No show do Nehru Park, o público permaneceu em um silêncio tímido, sem se mover nos corredores. A passagem de som não estava indo bem. Amonkar não estava feliz com os microfones, o som, os monitores, as luzes. Isso é uma completa perda de tempo, ela gritou. Finalmente, Rashmi Malik, presidente da Fundação Spicmacay, teve que intervir.

As pessoas dizem que sou arrogante e temperamental. Eu simplesmente não entendo o porquê. Você já me viu rir de um show, conversar com meu público? Quero me envolver e focar no resumo. Tenho que esquecer meu corpo então. Para isso, preciso da ajuda do meu público, não de suas interrupções. As pessoas precisam entender que música não é entretenimento. Não deve ser cantado para atrair o público. É por isso que nunca jogo para a galeria. O público não pode perturbar a solidão de uma artista, diz Amonkar, que quase sempre canta no escuro e não permite luzes brilhantes no rosto. Não se pode entrar em transe com aquelas luzes no rosto, diz ela. Ela também não permite que ninguém na sala verde antes do show e se recusa a reconhecer ou reconhecer músicos experientes e críticos depois dele. Eu não permito ninguém na sala verde porque é onde estou combinando meu raga com minha tanpura. Não estou confiante no desempenho até que isso aconteça. Depois do show, estou em uma zona diferente. Não tenho forças para estar com ninguém, diz Amonkar.

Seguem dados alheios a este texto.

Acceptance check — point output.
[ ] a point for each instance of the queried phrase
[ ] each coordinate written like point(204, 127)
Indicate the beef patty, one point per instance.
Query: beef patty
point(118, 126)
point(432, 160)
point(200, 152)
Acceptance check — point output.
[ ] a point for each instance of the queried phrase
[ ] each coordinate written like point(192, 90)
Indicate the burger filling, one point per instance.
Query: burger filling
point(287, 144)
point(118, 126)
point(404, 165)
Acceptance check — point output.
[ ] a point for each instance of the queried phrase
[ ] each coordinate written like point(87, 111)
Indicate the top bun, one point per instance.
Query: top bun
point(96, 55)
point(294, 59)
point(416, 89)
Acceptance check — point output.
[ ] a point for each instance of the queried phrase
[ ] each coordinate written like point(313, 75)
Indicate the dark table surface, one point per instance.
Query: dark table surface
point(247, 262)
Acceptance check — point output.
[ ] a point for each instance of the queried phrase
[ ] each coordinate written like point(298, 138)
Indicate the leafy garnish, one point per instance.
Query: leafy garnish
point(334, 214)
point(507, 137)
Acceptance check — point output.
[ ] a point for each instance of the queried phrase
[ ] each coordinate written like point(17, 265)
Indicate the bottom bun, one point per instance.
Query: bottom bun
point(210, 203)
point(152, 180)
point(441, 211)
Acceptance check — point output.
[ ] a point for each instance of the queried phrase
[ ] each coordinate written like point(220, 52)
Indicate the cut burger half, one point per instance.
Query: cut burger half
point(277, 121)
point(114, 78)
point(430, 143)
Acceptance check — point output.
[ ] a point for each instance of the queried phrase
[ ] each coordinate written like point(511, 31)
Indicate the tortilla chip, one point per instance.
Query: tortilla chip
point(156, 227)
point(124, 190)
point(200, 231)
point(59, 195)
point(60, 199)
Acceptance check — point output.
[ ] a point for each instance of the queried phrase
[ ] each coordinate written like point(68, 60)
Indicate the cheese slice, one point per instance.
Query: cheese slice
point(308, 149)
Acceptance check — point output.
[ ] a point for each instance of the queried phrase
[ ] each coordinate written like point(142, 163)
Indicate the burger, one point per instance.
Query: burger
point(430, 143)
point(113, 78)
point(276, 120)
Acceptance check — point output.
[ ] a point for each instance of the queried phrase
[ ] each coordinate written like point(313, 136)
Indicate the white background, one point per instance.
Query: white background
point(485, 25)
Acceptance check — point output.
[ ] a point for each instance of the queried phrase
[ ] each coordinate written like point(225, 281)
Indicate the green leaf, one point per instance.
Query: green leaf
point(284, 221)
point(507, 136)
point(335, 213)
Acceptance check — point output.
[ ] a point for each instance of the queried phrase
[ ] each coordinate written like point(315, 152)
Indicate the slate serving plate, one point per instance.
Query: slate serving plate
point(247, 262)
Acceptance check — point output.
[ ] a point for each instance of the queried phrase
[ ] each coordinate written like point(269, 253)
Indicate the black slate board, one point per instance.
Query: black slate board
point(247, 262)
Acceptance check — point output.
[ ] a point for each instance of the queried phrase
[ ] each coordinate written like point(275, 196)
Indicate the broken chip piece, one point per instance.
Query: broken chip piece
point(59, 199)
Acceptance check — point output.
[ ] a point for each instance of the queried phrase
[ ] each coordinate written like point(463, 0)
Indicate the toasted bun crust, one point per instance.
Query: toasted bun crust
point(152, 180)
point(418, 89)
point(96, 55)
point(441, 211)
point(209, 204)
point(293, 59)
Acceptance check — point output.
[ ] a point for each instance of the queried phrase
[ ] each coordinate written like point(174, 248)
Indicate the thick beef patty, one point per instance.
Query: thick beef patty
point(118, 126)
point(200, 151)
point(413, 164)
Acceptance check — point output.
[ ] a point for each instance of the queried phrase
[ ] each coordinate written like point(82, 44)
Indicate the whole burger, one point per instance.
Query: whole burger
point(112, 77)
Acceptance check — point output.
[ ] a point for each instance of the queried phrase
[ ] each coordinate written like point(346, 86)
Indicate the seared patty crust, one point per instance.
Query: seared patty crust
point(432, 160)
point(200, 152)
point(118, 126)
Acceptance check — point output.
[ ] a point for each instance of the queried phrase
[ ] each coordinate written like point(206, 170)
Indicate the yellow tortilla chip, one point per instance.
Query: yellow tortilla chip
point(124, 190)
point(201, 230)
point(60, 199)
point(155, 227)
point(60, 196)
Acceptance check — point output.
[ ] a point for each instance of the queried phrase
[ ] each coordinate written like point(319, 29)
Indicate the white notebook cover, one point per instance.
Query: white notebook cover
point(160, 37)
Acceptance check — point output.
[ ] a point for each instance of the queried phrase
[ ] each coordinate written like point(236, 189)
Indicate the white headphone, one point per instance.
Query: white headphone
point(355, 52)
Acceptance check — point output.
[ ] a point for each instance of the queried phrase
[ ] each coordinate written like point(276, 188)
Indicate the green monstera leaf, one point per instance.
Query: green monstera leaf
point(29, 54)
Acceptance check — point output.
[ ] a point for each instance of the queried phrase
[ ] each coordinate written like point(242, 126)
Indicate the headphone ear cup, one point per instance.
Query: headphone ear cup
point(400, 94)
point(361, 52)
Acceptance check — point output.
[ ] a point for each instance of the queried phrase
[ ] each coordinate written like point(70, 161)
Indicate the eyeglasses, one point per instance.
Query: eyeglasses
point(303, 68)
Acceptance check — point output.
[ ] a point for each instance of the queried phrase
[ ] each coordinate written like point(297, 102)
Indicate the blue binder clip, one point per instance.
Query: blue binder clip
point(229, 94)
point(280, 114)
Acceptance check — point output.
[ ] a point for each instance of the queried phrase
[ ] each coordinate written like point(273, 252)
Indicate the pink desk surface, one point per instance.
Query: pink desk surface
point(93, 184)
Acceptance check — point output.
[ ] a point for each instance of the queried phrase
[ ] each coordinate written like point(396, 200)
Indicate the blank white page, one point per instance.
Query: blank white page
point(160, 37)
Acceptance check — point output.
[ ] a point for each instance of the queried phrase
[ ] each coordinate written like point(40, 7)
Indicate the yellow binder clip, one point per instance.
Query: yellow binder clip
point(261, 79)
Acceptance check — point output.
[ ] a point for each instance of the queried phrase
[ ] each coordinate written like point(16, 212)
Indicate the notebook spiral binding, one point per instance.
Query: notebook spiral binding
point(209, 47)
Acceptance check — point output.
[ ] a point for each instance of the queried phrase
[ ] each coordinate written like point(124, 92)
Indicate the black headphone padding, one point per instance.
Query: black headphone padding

No show de Nehru Park, quando ela finalmente começou, ela fez uma série de taans incrivelmente complicados. Na casa dos 80 anos, ela canta com mais esforço, tosse muito, bebe mais água quente, fica irritada. O que você consegue da minha música agora é o que você não conseguia há muito tempo. Há muito mais thehraav (quietude). Eu sei meu caminho e sei meu destino. Se vou chegar lá ou não, não sei, mas vou fazer isso até estar vivo, diz Amonkar.

Ela recebeu o Padma Bhushan e o Padma Vibhushan por uma carreira exemplar. Ela diz que não precisa do Bharat Ratna. Foi dado a Sachin Tendulkar. Se foi essa a decisão que o governo tomou, é melhor que eles não me incluam na mesma categoria, diz Amonkar.

A humildade é considerada uma das virtudes mais importantes da música clássica indiana e de seus músicos. Para Kishori Amonkar, essa deferência se deve apenas à sua música. Ela não deve isso ao seu público, nem aos que a acolhem, e nem aos que a acompanham no palco. A perfeição de seu khayal é como ela transmite as histórias de seu coração. Seus sublimes bhajans Meera e Kabir são capazes de levar alguém à ternura. Quando alguém como Amonkar canta e nos leva para mais perto do abstrato, deveria ser permitida a solidão que anseia, até um pouco de arrogância.